Before Covid hit, companies could rent a humble 20-foot or 40-foot box with relative ease, allowing them to move goods at a low cost. Containers have a lifespan of about 15 years before they're recycled into low-cost storage or building solutions. But empty boxes remain scattered across Europe and North America, while supply chain delays mean even more are needed to fulfill orders. Demand for goods, meanwhile, has soared — giving the network of ships, containers and trucks that deliver merchandise around the world little time to catch up.
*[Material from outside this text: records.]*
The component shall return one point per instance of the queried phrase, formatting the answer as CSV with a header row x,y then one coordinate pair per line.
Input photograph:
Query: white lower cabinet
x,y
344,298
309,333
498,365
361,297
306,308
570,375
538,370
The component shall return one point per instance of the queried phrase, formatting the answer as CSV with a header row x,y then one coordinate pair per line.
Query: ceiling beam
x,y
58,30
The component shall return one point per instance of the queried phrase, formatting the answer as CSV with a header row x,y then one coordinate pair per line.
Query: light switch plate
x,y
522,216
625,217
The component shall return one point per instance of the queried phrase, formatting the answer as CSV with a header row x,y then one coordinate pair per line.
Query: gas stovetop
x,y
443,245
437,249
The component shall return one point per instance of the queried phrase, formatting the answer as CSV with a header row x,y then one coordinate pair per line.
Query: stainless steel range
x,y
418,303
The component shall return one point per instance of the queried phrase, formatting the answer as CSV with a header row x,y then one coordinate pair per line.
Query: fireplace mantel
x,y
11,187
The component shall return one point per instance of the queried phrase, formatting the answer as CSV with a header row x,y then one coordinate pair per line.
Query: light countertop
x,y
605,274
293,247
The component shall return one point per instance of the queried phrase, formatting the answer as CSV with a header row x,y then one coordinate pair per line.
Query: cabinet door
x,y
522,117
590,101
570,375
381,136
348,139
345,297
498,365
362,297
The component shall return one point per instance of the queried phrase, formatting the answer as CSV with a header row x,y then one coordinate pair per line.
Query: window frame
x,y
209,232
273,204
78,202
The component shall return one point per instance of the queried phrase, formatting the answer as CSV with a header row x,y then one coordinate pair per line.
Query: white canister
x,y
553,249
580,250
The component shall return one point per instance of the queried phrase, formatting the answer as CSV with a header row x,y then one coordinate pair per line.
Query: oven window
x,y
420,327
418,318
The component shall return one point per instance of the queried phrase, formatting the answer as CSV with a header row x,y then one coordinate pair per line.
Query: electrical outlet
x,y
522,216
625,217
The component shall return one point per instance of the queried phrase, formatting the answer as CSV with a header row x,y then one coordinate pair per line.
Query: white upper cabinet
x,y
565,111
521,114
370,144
As a result, containers have become incredibly scarce and extremely expensive. One year ago, companies would pay roughly $1,920 to book a 40-foot steel container on a standard route between China and Europe. Now, firms are spending more than $14,000, an increase of more than 600%. Meanwhile, the cost of buying a container outright has effectively doubled.
According to edition.cnn.com, businesses everywhere are struggling to cope. One point of friction is that a lot of the cargo going from Europe back to Asia is low-value materials like waste paper and scrap metal. As shipping prices have gone up, those trips aren't worth it anymore, leaving boxes stranded.